The extent of coordinative un-saturation of Fe···Fe bond in the acetate-exchanged FeO x (N = 2.5) and ethanol-washed FeO x (N = 2.6) was similar. The BET specific surface area of the former was 1.35 times larger. These differences were not so remarkable to justify the extremely good performance of acetate-exchanged FeO x . Results of Yoshitake et al. showed the importance of creating particular adsorption sites of amino-functionalized mesoporous silica for the arsenate removal but not the surface area (Yoshitake et al. 2002). Also in this study, acetate-exchanged FeO x P had the highest surface area not the efficiency for arsenite removal. Arsenite exchange against the surface carboxylate species was one of the plausible explanations for the greatest performance of acetate-exchanged FeO x . However, this cannot explain completely the exceptional performance, as the arsenite species were essentially neutral in the applied pH range of the test solutions. Oxidative adsorption of arsenite on the acetate-exchanged FeO x could be a possible reason of its extremely high efficiency. Performance of acetate-exchanged FeO x and FeO x P was better than the respective ethanol-washed materials. So the porous framework with the presence of adsorbed acetate may be kinetically advantageous over the bare surface mesoporous material.

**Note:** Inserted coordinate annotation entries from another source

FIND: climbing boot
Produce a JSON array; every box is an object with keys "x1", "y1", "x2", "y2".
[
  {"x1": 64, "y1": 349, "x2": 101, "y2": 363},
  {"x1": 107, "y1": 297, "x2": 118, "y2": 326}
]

XRD and BET studies gave valuable information regarding the repeated use of the mesoporous adsorbents. Small-angle XRD pattern showed similar d-spacing and extent of the ordered structure before and after arsenic adsorption test. Similar d-spacing of mesoporous adsorbent before and after arsenic adsorption is no surprise as the smaller arsenic species fit in the larger vacant area without propping up the iron oxide sheets. Furthermore, the S BET value of acetate-exchanged FeO x (230 m2 g−1) decreased to 208 m2 g−1 after interaction with 1.0 mg/L arsenic solution. These investigations show stability of the mesoporous iron materials for repeated arsenic removal from aqueous solutions.

4 Conclusions

Surfactant extraction and ion exchange methods were successfully applied to modify mesostructured FeO x and FeO x P composites for the efficient arsenic and particularly arsenite removal from low concentrations of test solutions. The lamellar structure of as-prepared composites reorganized to a wormhole-like mesoporous structure. Amorphous nature of the composites was retained after modifications with ethanol and carboxylate solutions of ethanol. Maximum surface area of 230 and 240 m2 g−1 were obtained respectively for the acetate-exchanged FeO x and FeO x P. Carboxylate-exchanged FeO x heated at 533 K showed wormhole-like homogeneous mesopores of 37 Å (formate/acetate) and 50 Å (propionate). Acetate-exchanged FeO x P also showed wormhole-like homogeneous-sized pores of 37 Å and maximum pore volume of 0.24 cm3 g−1. From XAFS studies, Fe···Fe coordination number obtained in the range of 2–3 showed a high degree of coordinative un-saturation of iron species. Acetate-exchanged FeO x pre-heated at 423 K exhibited the best arsenite sorption capacity and complete removal of arsenate. Adsorbed acetate species in the homogeneous-sized mesoporous network of high surface area acetate-exchanged FeO x and FeO x P materials were influencing the high arsenic removal efficiency of the materials.